Stalins spanisches Gold

Leif Davidsen: Die Wahrheit stirbt zuletzt

Ein Mann ist auf der Suche nach seinem jüngeren Bruder, der irgendwo in Spanien unterwegs ist, wo genau weiß er nicht. Er gibt sich als Journalist aus, verliebt sich in eine russische Photographin und kommt per Zufall auf die Spur eines verschwundenen Goldschatzes. Klingt nach einer banalen Handlung, zudem ist das Buchcover nicht besonders ansprechend gestaltet und der Titel „Die Wahrheit stirbt zuletzt“ des Romans von Leif Davidsen etwas aussagelos. Aber hinter all dem verbirgt sich eine großartige und lesenswerte Geschichte. Sie spielt nämlich im Jahr 1937, in Spanien herrscht ein blutiger Bürgerkrieg, der jüngere Bruder kämpft als Freiwilliger bei den Internationalen Brigaden auf der Seite der Republikaner gegen Francos Faschisten, die Photographin kommt aus dem Russland Stalins und einem sowjetischen Politkommissar ist der herumfragende „Journalist“ ein Dorn im Auge. Bei dem Goldschatz geht es um die Goldreserven des spanischen Staates, damals die viertgrößten der Welt. Sie wurden zu Beginn des Bürgerkriegs in einer Nacht-und-Nebel-Aktion von sowjetischen Geheimdienstleuten nach Russland gebracht, um damit die sowjetischen Waffenlieferungen an die spanische Republik zu bezahlen.

1937 ist der Krieg eigentlich schon entschieden: Francos Truppen gewinnen an Boden während sich die Republikaner in ideologischen Grabenkämpfen selbst zerfleischen – allen voran die Sowjets, für die Trotzkisten und Anarchisten in den eigenen Reihen ein gefährlicherer Gegner zu sein scheinen, als die faschistischen Feinde. Städte werden bombardiert, die Menschen hungern, das Land liegt in Trümmern. Mitten hinein in diesen Hexenkessel führt den falschen Journalisten Magnus Meyer die Suche nach seinem Bruder. Schnell lernt er, niemandem zu trauen und auch, sich seiner Haut zu wehren. Später begleitet der Leser Meyer ins eisige Moskau auf dem Höhepunkt des stalinistischen Terrors, wo es zum Showdown kommt, bei dem klar wird, wie die Suche nach dem Bruder, seine Liebe zu Irina, der Photographin und das spanische Gold unheilvoll miteinander verknüpft sind.

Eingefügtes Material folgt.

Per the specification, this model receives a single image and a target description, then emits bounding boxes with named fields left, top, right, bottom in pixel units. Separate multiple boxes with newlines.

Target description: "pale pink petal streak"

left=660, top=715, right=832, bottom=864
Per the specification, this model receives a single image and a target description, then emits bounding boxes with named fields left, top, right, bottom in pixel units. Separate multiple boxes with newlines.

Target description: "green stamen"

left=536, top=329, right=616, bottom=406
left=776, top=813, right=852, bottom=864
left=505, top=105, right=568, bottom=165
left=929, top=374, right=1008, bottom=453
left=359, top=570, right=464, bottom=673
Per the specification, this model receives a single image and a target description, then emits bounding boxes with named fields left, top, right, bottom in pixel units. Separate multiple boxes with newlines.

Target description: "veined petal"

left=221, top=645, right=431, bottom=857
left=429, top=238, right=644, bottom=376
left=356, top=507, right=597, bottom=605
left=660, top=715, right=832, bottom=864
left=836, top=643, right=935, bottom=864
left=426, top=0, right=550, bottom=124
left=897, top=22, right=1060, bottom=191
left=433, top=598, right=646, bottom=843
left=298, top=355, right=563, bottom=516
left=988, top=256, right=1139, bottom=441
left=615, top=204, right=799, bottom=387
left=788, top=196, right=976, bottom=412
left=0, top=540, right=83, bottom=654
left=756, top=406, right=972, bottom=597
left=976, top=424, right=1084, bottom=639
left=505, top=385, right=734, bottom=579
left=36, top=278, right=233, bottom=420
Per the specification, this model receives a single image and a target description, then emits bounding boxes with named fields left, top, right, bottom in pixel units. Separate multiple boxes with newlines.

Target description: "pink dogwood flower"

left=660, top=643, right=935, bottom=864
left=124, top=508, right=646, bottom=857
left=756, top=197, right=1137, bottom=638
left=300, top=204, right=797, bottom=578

Manchmal ist auf dem Klappentext eines Buches zu lesen „atmosphärisch dicht“. Ein grauenvoller Ausdruck, der zum Glück nicht auf diesem Buch steht. Wobei er in diesem Fall zutreffend wäre: Der dänische Autor Leif Davidsen nimmt uns mit auf eine Zeitreise und schafft es, die Atmosphäre im kriegsgebeutelten Spanien und später im terrorgeplagten Moskau so eindrucksvoll wiederzugeben, dass man denkt, ja, so könnte es gewesen sein. Die perfekt recherchierten Beschreibungen der Schauplätze haben mich genauso begeistert wie die überaus spannende Handlung. Bewegend ist es zu lesen, wie der Idealismus vieler tausend Freiwilliger aus der ganzen Welt, die auf der Seite der Republikaner gegen den Faschismus kämpften, von Stalin und seinen Schergen verraten wurde.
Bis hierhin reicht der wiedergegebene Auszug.